Dernière mise à jour : 15 août 2026 – réécriture complète, correction du fondement du rejet de publication et ajout du régime de la saisie immobilière
Le débiteur saisi découvre parfois que le service de la publicité foncière refuse la publication d’un acte, faute de titre de propriété publié. L’effet relatif de la publicité foncière commande ce refus, et cette règle pèse sur chaque acte que le créancier publie. En saisie immobilière, l’exigence ne frappe pourtant pas chaque acte de la même façon.

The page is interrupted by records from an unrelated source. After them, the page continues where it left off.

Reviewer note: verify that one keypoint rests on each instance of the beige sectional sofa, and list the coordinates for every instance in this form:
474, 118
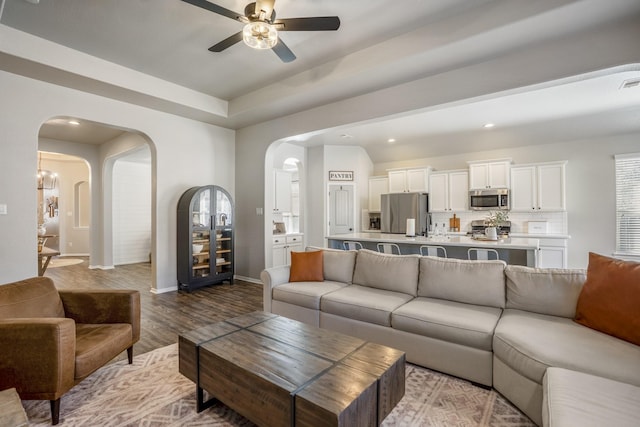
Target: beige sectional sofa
496, 325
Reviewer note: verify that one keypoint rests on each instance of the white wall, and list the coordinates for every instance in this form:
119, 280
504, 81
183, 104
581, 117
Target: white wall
590, 179
185, 153
543, 62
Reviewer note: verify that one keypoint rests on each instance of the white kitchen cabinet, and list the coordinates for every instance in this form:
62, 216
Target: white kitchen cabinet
489, 174
397, 181
282, 248
282, 191
552, 253
409, 180
448, 191
417, 180
279, 251
539, 187
378, 185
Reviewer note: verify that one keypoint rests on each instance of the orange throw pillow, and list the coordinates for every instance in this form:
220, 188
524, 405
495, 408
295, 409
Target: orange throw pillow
306, 267
610, 298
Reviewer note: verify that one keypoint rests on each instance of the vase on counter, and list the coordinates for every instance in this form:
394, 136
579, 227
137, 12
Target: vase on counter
491, 233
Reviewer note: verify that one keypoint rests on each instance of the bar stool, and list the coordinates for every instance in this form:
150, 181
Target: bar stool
482, 254
388, 248
351, 246
429, 250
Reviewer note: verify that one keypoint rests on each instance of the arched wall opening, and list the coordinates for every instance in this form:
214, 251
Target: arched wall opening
105, 147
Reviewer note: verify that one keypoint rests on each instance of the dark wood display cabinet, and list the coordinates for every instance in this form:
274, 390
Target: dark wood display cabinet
205, 237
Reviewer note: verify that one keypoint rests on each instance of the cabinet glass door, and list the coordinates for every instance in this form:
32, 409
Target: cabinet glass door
224, 211
201, 209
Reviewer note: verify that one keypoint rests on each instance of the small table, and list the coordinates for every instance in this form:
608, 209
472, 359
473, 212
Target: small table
280, 372
44, 256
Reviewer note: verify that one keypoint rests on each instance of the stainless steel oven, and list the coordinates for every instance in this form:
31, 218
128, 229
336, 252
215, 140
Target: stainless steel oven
495, 199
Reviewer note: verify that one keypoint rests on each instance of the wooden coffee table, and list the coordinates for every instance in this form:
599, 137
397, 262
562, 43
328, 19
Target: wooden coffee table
280, 372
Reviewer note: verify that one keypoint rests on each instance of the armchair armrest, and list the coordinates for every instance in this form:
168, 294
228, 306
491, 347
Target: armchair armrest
103, 306
38, 356
272, 277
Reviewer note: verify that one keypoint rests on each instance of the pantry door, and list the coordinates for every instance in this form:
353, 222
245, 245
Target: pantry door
341, 205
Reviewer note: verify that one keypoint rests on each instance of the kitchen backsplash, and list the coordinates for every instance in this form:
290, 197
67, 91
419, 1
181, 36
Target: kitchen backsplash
556, 221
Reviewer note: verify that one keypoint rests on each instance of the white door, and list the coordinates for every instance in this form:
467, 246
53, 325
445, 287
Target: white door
341, 216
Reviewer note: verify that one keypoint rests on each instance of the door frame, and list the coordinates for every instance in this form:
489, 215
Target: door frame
328, 205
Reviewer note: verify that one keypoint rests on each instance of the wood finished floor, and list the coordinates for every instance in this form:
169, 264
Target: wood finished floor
163, 316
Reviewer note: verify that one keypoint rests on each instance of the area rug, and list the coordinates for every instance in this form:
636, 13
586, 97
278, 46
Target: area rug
63, 262
152, 392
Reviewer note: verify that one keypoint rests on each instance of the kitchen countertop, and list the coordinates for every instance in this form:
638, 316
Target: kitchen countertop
453, 240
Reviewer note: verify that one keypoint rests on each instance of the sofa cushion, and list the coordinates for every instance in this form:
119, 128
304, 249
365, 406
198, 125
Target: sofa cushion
577, 399
398, 273
465, 324
305, 294
471, 282
306, 267
544, 290
96, 345
530, 343
33, 297
338, 265
363, 303
610, 298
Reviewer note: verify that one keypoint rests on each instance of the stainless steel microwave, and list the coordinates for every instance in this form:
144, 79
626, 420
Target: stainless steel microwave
494, 199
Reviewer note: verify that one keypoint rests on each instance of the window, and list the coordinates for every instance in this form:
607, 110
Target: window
628, 204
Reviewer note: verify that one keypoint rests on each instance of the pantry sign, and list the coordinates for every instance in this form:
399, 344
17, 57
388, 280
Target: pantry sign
340, 175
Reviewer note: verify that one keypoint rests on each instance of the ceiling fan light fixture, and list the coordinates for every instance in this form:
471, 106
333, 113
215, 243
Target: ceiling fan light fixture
259, 35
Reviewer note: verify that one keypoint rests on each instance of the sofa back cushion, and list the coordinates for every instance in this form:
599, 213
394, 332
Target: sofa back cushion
397, 273
33, 297
544, 290
470, 282
338, 265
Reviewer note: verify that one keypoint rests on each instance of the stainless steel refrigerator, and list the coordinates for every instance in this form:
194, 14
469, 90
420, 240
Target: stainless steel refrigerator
396, 208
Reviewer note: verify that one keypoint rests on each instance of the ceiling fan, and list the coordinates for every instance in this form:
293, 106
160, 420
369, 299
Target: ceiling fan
261, 26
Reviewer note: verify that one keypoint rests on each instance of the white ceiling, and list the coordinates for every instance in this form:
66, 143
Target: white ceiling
381, 43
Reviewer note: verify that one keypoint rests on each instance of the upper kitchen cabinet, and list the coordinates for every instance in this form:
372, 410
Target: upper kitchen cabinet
448, 191
282, 193
494, 174
539, 187
378, 185
409, 180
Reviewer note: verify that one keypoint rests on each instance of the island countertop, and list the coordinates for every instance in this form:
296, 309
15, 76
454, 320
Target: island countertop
512, 250
461, 241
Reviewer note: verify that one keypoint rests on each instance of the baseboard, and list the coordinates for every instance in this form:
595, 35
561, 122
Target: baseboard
101, 267
163, 290
248, 279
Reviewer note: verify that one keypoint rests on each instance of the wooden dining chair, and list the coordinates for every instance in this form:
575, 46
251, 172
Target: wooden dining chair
431, 250
351, 246
388, 248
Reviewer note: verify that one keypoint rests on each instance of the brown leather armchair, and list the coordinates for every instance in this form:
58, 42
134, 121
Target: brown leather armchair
52, 339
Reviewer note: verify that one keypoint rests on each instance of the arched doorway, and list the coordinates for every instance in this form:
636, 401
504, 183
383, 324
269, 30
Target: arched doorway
101, 146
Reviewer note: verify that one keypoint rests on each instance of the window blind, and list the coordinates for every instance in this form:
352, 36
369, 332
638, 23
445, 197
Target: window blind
628, 204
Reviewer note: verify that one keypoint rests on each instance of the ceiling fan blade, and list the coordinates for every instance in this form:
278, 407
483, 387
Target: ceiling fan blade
266, 5
217, 9
228, 42
283, 51
318, 23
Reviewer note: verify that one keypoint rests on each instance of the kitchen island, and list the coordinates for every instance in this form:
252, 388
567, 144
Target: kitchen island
512, 250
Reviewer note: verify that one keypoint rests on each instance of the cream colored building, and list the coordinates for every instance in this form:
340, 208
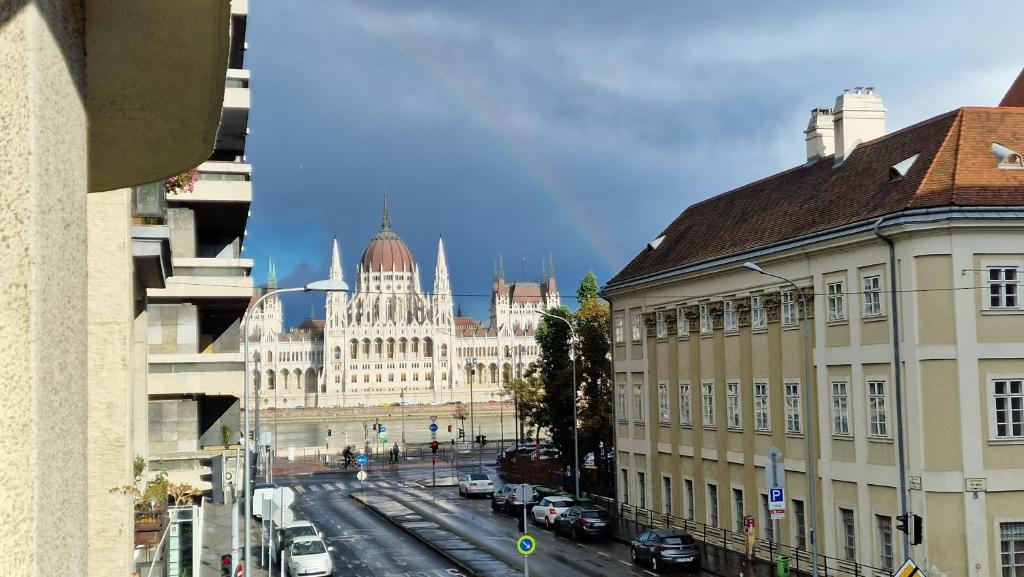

L’effet relatif interdit de publier un acte sans publier d’abord le titre du vendeur
L’effet relatif de la publicité foncière interdit de publier au fichier immobilier un acte portant sur un immeuble tant que le titre de celui qui dispose du droit n’a pas été lui-même publié, en vertu de l’article 32 du décret n° 55-1350 du 14 octobre 1955.
Le service de la publicité foncière, anciennement bureau des hypothèques, tient le fichier immobilier, registre des droits publiés sur chaque immeuble. Le décret n° 55-22 du 4 janvier 1955 pose le principe de la publicité foncière ; le décret n° 55-1350 du 14 octobre 1955 en organise l’exécution au fichier immobilier.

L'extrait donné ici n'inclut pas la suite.